Jamestown—America’s First Experiment in “Assimilation”

“Let us hope, however, that it will take something other than bloodshed to awaken Americans to what is happening to their country.”  

By Kevin Carter

The 400th anniversary of the founding of Jamestown occurs this Monday, May 14.

The “commemoration” festivities (“celebration” has been banned as politically incorrect) focus a great deal of attention, as VDARE.COM’s Allan Wall recently noted, on the wickedness of the colonists and the victimization of the natives. Perhaps, it is implied, if the English had been less ruthless and intolerant, the races could have avoided bloodshed and learned to live together in harmony.

Sounds familiar? It should—because it’s not much different from what the Open Borders Lobby claims about our immigration disaster. The Left is convinced that “racism” is the source of all problems and that we’d all be holding hands if only those wicked white “racists” would simply dematerialize. Meanwhile, on the Respectable Right, neoconservatives, libertarians and Country Club Republicans tell us not to worry because we’ll “assimilate” all the newcomers and make them just like us.

(Pictured: The Indian Massacre of 1622 took the lives of over a quarter of Virginia’s White English population)The true story of Jamestown, however, ought to cool this optimism. Most of it can be found in David Price’s  Love and Hate in Jamestown: John Smith, Pocahontas, and the Heart of a New Nation, which presents a story very different from the one described above.

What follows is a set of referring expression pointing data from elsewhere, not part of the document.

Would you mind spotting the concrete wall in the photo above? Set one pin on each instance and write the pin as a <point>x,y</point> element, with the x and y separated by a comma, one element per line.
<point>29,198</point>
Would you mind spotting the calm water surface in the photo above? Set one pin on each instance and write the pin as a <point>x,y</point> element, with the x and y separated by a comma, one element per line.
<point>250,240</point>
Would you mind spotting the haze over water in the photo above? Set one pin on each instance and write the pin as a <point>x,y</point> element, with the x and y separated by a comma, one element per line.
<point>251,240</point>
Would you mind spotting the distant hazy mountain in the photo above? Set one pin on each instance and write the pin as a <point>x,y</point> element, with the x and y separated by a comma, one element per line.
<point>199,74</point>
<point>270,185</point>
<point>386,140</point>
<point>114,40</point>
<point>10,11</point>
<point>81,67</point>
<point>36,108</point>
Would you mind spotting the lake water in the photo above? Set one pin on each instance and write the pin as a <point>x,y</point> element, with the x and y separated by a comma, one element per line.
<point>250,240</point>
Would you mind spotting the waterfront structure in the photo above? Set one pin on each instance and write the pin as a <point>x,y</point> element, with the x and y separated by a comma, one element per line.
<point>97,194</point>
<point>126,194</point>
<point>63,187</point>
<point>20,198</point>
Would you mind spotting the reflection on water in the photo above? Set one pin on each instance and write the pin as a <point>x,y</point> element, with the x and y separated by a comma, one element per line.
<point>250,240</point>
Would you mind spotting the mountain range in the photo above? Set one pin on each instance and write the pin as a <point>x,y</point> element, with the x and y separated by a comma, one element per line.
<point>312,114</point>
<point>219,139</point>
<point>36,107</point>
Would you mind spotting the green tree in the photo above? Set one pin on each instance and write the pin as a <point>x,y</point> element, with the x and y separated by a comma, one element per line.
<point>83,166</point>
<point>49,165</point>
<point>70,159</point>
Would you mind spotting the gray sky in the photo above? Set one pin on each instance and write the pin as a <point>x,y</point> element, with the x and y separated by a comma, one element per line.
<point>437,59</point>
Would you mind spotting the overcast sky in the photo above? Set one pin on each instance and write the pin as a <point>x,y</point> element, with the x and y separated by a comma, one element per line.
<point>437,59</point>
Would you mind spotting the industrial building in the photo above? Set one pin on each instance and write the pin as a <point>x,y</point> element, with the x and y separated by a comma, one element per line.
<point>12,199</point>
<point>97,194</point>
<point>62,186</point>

The truth is that when 105 English colonists arrived in Virginia on April 26, 1607, they had no intention of murdering and exploiting the natives. On the contrary, they knew of the brutal treatment native peoples had received at the hands of the Spanish and were convinced that they could do better.

Nor did the colonists did not come with any preconceived notions of racial superiority. “The English,” according to Price, “did not believe that white people like themselves were innately superior and the natives innately inferior.” Some even believed that Indians—unlike Africans or Moors—were originally born white and attributed their darker skin to excessive use of body paint.

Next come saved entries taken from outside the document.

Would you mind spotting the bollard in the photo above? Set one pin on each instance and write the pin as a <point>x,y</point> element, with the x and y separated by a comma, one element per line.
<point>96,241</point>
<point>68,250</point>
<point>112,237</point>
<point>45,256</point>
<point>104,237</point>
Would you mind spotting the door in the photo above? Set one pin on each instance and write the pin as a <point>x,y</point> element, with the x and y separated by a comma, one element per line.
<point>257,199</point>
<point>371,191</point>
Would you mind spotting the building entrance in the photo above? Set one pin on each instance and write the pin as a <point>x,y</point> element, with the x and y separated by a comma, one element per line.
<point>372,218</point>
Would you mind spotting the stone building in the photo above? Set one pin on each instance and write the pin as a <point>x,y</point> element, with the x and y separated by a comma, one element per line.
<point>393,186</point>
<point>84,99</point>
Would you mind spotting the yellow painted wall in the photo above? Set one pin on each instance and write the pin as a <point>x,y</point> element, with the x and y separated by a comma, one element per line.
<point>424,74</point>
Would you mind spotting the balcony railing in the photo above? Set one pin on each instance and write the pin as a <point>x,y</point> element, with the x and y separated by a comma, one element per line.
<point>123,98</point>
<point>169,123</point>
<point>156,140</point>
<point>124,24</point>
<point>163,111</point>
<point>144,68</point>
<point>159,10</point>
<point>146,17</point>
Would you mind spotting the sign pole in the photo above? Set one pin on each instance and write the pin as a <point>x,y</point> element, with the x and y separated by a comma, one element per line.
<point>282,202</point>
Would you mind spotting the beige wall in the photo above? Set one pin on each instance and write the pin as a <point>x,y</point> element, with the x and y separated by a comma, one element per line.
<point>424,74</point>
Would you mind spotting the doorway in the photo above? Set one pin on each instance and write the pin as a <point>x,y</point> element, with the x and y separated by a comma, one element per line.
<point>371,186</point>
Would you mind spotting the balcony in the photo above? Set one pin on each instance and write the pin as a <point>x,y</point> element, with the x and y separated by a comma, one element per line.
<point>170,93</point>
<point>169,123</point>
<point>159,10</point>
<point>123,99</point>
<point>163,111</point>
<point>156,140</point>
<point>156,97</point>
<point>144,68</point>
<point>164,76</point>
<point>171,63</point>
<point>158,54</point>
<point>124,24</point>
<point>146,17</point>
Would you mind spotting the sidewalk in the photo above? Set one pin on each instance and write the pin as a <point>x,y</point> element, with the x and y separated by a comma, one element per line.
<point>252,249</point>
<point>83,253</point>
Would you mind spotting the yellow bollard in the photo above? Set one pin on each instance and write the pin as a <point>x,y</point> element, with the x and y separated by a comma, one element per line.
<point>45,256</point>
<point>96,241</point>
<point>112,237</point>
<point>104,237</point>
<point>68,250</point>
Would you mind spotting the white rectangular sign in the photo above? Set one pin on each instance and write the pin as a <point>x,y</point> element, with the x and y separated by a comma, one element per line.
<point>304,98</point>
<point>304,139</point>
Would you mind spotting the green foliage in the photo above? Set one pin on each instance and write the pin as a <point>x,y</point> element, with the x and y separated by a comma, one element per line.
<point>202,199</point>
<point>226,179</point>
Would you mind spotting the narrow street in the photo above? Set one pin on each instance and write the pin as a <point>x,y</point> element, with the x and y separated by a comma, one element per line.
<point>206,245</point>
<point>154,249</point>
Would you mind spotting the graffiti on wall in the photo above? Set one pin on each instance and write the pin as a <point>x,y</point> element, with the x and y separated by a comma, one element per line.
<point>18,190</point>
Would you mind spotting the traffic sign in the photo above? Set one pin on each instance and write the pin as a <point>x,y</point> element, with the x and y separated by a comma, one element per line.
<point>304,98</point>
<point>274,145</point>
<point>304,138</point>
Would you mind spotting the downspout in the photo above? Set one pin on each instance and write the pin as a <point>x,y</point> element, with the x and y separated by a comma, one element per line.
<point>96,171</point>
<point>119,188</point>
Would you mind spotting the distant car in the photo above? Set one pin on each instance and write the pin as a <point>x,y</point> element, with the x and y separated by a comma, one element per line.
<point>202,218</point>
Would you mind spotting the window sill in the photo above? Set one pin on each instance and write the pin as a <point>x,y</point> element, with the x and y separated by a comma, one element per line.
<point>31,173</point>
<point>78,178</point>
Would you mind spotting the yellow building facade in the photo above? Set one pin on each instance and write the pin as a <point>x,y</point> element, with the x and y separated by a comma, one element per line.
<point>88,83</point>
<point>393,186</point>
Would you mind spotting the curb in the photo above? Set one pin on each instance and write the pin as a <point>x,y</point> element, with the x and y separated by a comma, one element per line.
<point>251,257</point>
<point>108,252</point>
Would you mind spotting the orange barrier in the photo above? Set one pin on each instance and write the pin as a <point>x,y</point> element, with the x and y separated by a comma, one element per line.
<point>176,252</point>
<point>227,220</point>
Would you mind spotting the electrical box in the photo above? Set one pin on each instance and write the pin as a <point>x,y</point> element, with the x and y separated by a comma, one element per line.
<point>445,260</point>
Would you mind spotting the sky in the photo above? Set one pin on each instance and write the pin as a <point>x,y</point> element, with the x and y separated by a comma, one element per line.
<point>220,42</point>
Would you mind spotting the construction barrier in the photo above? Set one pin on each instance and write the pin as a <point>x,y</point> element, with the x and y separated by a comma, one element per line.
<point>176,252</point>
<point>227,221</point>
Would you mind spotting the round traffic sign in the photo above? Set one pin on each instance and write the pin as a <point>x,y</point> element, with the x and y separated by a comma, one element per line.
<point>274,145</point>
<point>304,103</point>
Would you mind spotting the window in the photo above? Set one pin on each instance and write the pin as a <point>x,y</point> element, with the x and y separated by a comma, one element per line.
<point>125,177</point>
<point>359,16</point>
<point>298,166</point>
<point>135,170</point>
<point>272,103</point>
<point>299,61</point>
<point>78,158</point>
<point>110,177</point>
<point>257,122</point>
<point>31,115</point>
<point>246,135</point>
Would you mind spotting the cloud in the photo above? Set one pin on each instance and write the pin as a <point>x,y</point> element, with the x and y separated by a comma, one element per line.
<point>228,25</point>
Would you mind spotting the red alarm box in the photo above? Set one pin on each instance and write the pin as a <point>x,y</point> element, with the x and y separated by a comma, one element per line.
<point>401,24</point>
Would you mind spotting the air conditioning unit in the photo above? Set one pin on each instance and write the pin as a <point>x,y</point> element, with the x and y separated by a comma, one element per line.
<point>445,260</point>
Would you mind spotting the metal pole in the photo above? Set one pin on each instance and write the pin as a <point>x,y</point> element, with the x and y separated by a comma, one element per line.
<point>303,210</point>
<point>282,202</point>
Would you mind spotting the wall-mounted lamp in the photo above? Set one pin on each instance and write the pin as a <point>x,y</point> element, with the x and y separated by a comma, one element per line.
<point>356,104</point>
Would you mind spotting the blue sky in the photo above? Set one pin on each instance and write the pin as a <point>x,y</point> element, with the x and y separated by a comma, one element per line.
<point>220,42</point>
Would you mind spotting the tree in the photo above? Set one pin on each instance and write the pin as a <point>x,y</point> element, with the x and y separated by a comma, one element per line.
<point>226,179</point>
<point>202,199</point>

On the whole, the English saw the Indians as very much like their ancestors had been before they received the civilizing influences of the Roman conquest and of Christianity. They were determined to bring these things—civilization and salvation—to the Indians as well, and to make the poor, benighted natives as much like themselves as possible. Their vision for Virginia was that of an integrated society where the natives would adopt “English ways” and live together with their benefactors in peace.

Of course, this was not the colony’s top priority. Making money was. The colonists had orders from their employer, the Virginia Company, to look for gold and a passage to the Pacific. Yet whatever their financial motives, the idea that the colonists were hell bent on wiping out the natives from the very beginning is simply false. You can call their intentions “cultural imperialism” if you like. But they certainly weren’t genocidal.

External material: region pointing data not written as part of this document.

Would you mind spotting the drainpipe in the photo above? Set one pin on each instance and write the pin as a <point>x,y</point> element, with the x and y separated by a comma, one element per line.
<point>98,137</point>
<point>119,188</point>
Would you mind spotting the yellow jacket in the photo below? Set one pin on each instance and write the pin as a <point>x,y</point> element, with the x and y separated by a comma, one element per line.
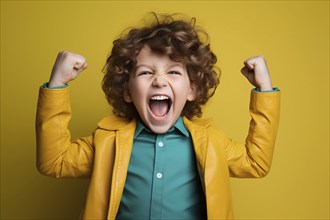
<point>104,156</point>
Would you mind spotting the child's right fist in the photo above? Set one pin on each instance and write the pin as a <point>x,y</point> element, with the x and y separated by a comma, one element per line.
<point>66,68</point>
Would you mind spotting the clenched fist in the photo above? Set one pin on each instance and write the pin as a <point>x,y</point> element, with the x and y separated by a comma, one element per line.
<point>66,68</point>
<point>256,71</point>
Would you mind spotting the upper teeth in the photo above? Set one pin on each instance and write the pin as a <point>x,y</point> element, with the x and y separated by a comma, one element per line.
<point>159,97</point>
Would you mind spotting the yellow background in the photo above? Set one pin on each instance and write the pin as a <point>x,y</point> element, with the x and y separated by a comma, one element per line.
<point>293,36</point>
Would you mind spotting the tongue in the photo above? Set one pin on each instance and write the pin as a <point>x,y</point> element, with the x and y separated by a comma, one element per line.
<point>159,108</point>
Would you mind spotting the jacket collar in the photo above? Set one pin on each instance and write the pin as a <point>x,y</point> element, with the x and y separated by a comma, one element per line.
<point>115,123</point>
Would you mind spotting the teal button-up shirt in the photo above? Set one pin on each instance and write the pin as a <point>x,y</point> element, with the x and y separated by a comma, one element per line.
<point>162,179</point>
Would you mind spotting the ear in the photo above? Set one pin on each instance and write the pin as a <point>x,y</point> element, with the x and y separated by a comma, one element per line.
<point>192,93</point>
<point>127,97</point>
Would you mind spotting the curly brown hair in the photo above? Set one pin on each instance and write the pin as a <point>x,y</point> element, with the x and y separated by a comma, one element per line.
<point>182,42</point>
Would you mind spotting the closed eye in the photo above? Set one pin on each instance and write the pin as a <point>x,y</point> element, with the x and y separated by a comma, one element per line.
<point>174,73</point>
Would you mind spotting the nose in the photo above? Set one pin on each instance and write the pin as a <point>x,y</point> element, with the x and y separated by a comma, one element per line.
<point>159,81</point>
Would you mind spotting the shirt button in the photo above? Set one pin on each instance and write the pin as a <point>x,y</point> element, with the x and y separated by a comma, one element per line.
<point>159,175</point>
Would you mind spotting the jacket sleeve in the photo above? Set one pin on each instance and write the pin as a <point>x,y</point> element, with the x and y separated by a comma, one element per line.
<point>254,158</point>
<point>57,156</point>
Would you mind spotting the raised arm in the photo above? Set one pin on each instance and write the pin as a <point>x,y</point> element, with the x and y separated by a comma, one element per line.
<point>57,155</point>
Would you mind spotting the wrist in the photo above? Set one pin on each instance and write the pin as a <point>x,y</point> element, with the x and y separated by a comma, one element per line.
<point>54,84</point>
<point>265,87</point>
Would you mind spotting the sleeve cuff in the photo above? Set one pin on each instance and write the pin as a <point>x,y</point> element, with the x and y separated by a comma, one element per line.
<point>45,86</point>
<point>273,90</point>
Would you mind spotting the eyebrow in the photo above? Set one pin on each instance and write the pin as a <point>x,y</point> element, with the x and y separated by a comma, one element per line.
<point>169,66</point>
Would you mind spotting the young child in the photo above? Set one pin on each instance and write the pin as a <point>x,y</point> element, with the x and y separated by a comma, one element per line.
<point>155,158</point>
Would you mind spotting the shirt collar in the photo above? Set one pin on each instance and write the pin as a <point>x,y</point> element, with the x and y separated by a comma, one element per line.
<point>179,125</point>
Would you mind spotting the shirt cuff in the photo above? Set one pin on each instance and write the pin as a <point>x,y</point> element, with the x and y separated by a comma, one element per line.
<point>273,90</point>
<point>45,85</point>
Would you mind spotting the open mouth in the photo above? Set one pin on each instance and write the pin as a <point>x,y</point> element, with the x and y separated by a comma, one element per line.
<point>160,105</point>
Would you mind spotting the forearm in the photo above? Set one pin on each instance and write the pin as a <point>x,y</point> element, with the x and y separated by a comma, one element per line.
<point>255,157</point>
<point>56,155</point>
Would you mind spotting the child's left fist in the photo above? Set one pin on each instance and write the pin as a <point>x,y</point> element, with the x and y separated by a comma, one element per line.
<point>256,71</point>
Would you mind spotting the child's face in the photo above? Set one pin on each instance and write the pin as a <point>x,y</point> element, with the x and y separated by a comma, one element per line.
<point>159,88</point>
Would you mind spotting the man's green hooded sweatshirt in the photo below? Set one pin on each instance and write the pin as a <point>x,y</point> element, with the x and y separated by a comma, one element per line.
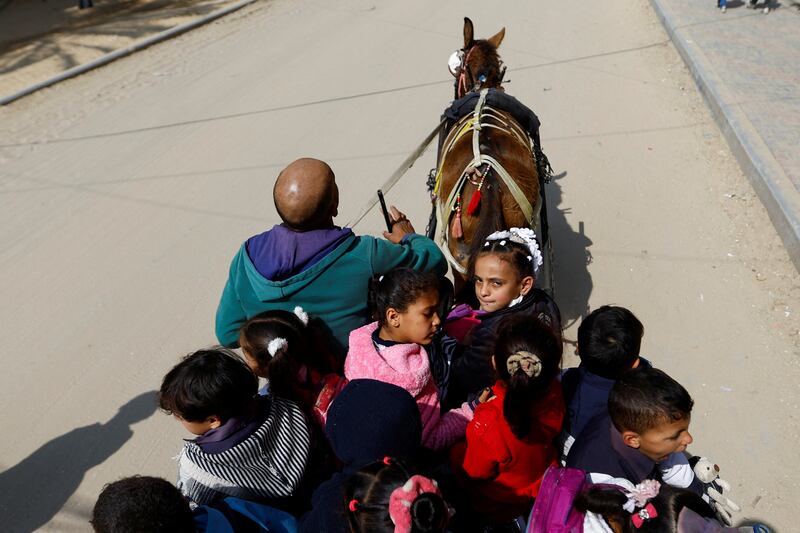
<point>334,289</point>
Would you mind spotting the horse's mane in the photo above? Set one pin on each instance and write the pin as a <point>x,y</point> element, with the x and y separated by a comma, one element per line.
<point>488,60</point>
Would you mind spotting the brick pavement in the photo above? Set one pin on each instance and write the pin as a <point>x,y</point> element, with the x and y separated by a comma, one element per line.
<point>747,65</point>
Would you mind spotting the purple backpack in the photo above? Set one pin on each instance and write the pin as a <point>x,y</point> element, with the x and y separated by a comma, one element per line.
<point>552,511</point>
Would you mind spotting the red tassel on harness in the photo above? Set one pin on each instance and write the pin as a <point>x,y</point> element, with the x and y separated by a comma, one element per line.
<point>456,231</point>
<point>474,203</point>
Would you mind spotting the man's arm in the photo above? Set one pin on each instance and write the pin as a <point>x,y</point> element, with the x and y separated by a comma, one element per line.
<point>404,248</point>
<point>230,314</point>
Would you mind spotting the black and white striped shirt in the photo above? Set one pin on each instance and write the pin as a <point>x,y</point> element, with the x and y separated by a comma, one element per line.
<point>268,464</point>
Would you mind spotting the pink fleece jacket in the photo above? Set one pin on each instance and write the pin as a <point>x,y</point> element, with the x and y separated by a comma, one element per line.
<point>407,366</point>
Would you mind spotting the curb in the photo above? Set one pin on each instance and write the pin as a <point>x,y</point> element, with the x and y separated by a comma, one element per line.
<point>773,187</point>
<point>122,52</point>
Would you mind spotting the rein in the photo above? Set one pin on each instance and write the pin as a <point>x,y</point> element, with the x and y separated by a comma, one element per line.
<point>407,163</point>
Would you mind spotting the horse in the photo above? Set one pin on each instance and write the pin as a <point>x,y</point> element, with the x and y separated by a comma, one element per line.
<point>488,171</point>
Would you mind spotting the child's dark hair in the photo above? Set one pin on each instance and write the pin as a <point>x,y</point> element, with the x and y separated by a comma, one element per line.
<point>366,500</point>
<point>213,382</point>
<point>299,349</point>
<point>142,503</point>
<point>608,501</point>
<point>609,340</point>
<point>514,253</point>
<point>532,343</point>
<point>399,289</point>
<point>644,398</point>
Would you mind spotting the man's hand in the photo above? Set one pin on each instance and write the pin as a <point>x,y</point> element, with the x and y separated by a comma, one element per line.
<point>400,226</point>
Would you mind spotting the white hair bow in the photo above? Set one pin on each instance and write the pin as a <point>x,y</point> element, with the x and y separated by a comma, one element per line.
<point>524,236</point>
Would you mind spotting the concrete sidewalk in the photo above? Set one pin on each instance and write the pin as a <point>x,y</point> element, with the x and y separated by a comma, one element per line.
<point>747,65</point>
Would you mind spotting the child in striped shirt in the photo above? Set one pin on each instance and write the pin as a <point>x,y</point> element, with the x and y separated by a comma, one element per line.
<point>248,446</point>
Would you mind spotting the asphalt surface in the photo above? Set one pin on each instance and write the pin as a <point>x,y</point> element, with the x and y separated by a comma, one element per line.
<point>126,192</point>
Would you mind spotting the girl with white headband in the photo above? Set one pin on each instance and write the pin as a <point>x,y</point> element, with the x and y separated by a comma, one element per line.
<point>503,272</point>
<point>288,351</point>
<point>510,439</point>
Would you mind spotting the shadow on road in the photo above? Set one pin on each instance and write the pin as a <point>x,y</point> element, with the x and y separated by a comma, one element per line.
<point>34,490</point>
<point>571,257</point>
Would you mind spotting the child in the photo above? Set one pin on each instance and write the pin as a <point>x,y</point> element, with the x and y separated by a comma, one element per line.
<point>510,440</point>
<point>503,271</point>
<point>368,421</point>
<point>248,446</point>
<point>384,497</point>
<point>609,340</point>
<point>642,435</point>
<point>280,346</point>
<point>649,507</point>
<point>390,350</point>
<point>143,503</point>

After some initial incursions, the English established friendly relations with the local Indians and set to work building their base at Jamestown. They were careful to choose a site located on unoccupied ground. The leader of the colony, Edward-Maria Wingfield, ordered his men not to train in the use of weapons or to build any fortifications. Such precautions were unnecessary, he believed, for he and his men had come in peace.

Wingfield was soon forced to change his mind. Hundreds of Indians attacked the settlement a few days later and killed several colonists. Only cannon fire, which terrified the Indians, saved the day.